Hugo believes the automaton carries a message from his late father and it is his efforts to retrieve the notebook and uncover the secret of Kingsley’s interest in it (with the help of new friend Isabelle, played by former Hit Girl Chloe Grace-Moretz) that make up the majority of the narrative.
And it would be a nice enough tale, truth be told, were it not for the elephant in the room: the question of who exactly this film is for.
It’s a U certificate, so if you decide to take your sprogs to see it there won’t be anything that’ll make you have to invest in plastic mattress covers, but beware – this film will probably bore your children to such a tantrum that you may end up needing the mattress cover yourself. It’s not bad, more...sedate, with not a lot happening for extended periods of time, and little in the way of gripping tension or conflict.
The last third of the film is devoted almost entirely to an appreciation of early silent cinema, and the youth of today is surely far too preoccupied with drugs, stabbings and pregnancies to find time to pontificate on the mis-en-scene of the Lumière brothers, let alone sit down watch a film which revels in doing the same.
Adults may find more to appreciate in this regard, yet Hugo generally plays towards a younger audience in terms of tone, particularly in the slapstick efforts of Cohen’s cartoonishly gesticulative inspector (speaking throughout in a bizarre Welsh/South African patios) and his trusted cohort, the snarling doberman Maximillion
Hugo is difficult to recommend as a family film as there isn’t a family in existence without a member that will be bored by large parts of it.
Suggesting kids won’t be interested because there aren’t explosions, talking animals or vampires is of course, stupid. Many may find magic in the depictions of the manual, mechanical illusions of early film, yet there is a distinct lack of magic with Hugo itself, which even the masterful direction and photography of Scorsese (who hasn’t made a better-looking film since Goodfellas) can’t completely paper over.
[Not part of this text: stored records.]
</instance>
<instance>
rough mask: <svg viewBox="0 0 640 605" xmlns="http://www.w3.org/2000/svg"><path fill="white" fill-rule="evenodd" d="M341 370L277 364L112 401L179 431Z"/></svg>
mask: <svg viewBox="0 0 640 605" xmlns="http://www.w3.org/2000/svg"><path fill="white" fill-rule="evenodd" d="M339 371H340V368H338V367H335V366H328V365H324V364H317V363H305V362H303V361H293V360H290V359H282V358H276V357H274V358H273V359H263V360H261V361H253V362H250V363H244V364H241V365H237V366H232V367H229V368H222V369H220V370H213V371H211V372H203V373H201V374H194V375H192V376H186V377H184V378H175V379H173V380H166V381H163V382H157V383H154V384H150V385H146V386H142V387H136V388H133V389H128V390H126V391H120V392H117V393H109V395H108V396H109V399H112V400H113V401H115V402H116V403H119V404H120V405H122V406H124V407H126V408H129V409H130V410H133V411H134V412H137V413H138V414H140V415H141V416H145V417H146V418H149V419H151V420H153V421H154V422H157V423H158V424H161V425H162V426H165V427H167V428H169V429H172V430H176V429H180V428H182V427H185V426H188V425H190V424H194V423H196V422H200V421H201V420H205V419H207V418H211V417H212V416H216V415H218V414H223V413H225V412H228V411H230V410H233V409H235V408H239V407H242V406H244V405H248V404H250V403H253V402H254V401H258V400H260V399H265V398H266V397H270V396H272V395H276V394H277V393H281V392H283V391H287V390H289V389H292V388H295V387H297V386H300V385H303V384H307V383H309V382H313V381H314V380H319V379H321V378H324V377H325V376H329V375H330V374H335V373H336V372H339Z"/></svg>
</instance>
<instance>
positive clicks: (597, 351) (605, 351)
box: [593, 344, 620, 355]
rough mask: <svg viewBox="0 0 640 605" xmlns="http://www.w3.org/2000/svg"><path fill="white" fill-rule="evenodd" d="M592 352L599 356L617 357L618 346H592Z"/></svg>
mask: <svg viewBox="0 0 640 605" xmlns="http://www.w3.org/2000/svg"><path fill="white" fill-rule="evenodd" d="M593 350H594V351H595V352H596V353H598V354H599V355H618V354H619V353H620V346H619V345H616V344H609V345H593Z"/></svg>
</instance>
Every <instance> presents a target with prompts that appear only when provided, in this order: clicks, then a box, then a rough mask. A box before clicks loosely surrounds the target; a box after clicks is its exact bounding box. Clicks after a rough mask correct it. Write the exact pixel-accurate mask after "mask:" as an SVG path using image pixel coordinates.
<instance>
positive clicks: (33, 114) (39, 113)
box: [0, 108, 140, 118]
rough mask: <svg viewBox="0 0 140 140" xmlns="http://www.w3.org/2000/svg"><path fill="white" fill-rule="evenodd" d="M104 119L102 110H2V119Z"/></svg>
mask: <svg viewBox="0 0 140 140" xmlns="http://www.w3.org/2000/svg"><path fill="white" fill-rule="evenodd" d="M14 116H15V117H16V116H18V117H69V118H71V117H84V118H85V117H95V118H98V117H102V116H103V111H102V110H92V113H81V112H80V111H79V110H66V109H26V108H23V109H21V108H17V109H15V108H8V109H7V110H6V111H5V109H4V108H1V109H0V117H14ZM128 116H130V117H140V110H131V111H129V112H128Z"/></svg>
You find yourself enjoying the swooping depth of his tracking shots more than the plight of his characters, and this sense of the tail wagging the dog is perhaps due to the shortcomings of the established narrative in Brian Selznick’s source novel.
Asa Butterfield is excellent as Hugo, however; his still pathos and unwavering determination sell his character with little more than a glance, while Chloe Grace-Moretz is fine too, once she’s stopped concentrating on her (admittedly fairly faultless) English accent.
Kingsley is effortlessly eminent as the man plagued by a past he would rather forget, while the rest of the supporting cast is comprised of nothing less than big names (Ray Winstone, Christopher Lee, Richard Griffiths, Emily Mortimer) all appearing in oddly irrelevant cameos.
Hugo is difficult to recommend as a family film as there isn’t a family in existence without a member that will be bored by large parts of it, yet it’s so harmless, well made and optimistic that telling people they shouldn’t see it seems a little unfair.
But it’s either a pleasant, wistful journey through the history of silent cinema with a bit about an orphan and his robot stuck at the front, or the story of an orphan and his robot with a bit about the history of the history of silent cinema stuck at the back. Either way, it just doesn’t hang together well enough to succeed at the level it desires – it’s a film the people involved really wanted to make, rather than a film that really needed to be made.
As it stands, Hugo is an average, inoffensive couple of hours, elevated immeasurably by the talent of those who made it.